Overview
Built a Random Forest model that predicts data center power demand to 0.79 accuracy, unifying SP Global, LBNL, and Aterio across 200+ data centers. Initiated an external data sourcing call with SP Global that GridCARE converted into a tens-of-thousands-of-dollars data acquisition. Work is now used internally to identify viable AI data center sites months to years faster than industry averages.
Photo Gallery


How it worked
Contributed across the full pipeline: coding, data wrangling, feature engineering, model training, exploratory analysis, presentation. Spearheaded external data sourcing, including initiating and leading a sales call with SP Global that resulted in GridCARE buying enterprise-grade data to strengthen their internal modeling.
- Unified schema across SP Global, LBNL, Aterio. Cleaned, deduplicated, mapped features manually, validated unit consistency across sources.
- Multi-method imputation pipeline for sparse data: KNN, Random Forest, MICE, Neural Network. Each audited against ground-truth holdouts.

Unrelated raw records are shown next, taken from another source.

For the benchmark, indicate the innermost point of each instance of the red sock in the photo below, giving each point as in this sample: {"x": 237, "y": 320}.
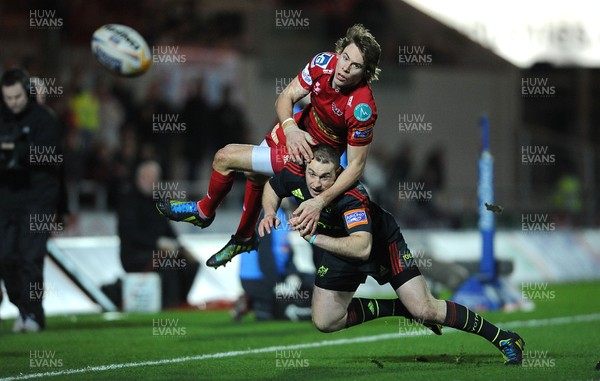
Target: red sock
{"x": 251, "y": 210}
{"x": 218, "y": 187}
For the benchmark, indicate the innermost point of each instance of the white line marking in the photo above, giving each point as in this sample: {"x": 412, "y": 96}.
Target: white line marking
{"x": 325, "y": 343}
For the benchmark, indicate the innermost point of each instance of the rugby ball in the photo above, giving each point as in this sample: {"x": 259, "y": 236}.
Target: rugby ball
{"x": 121, "y": 49}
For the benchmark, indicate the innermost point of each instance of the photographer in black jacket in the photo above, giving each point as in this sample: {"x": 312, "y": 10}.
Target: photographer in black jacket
{"x": 30, "y": 161}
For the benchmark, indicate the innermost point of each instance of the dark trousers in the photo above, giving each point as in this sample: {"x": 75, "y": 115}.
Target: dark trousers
{"x": 23, "y": 239}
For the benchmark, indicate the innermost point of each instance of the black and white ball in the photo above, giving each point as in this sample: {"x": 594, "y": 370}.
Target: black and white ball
{"x": 121, "y": 49}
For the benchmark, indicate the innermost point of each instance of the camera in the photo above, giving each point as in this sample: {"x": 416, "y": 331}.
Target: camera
{"x": 13, "y": 146}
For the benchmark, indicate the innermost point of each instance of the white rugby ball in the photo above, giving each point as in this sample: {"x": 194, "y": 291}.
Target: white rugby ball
{"x": 121, "y": 49}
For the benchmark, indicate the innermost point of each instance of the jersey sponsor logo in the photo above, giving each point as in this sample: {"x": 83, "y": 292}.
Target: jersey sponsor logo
{"x": 317, "y": 88}
{"x": 298, "y": 194}
{"x": 322, "y": 59}
{"x": 336, "y": 110}
{"x": 356, "y": 217}
{"x": 362, "y": 112}
{"x": 306, "y": 76}
{"x": 322, "y": 271}
{"x": 363, "y": 133}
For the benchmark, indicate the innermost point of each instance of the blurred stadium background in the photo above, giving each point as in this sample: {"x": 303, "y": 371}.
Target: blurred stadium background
{"x": 531, "y": 67}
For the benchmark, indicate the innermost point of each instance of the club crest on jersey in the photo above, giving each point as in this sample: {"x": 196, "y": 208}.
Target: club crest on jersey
{"x": 298, "y": 193}
{"x": 362, "y": 112}
{"x": 336, "y": 110}
{"x": 322, "y": 59}
{"x": 363, "y": 133}
{"x": 317, "y": 88}
{"x": 356, "y": 217}
{"x": 306, "y": 76}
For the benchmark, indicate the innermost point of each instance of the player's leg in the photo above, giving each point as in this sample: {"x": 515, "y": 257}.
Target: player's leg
{"x": 330, "y": 309}
{"x": 228, "y": 160}
{"x": 417, "y": 298}
{"x": 245, "y": 239}
{"x": 334, "y": 307}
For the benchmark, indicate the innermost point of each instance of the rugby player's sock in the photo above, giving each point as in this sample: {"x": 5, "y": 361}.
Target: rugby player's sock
{"x": 218, "y": 187}
{"x": 362, "y": 310}
{"x": 462, "y": 318}
{"x": 251, "y": 210}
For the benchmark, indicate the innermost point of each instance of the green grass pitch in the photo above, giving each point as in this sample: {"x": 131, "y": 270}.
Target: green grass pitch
{"x": 562, "y": 339}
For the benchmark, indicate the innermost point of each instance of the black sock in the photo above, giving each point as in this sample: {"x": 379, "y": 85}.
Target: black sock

- Model selection. Evaluated Decision Tree, XGBoost, Neural Network, Random Forest. Chose Random Forest for best F1 and resistance to overfitting on a small dataset.
- 3 MW power buckets instead of single-value point estimates. Reflects realistic ranges and produces less fragile downstream decisions.
- Stack: Python, scikit-learn, pandas, NumPy, Jupyter, GitHub. Statistical tests (ANOVA, t-tests).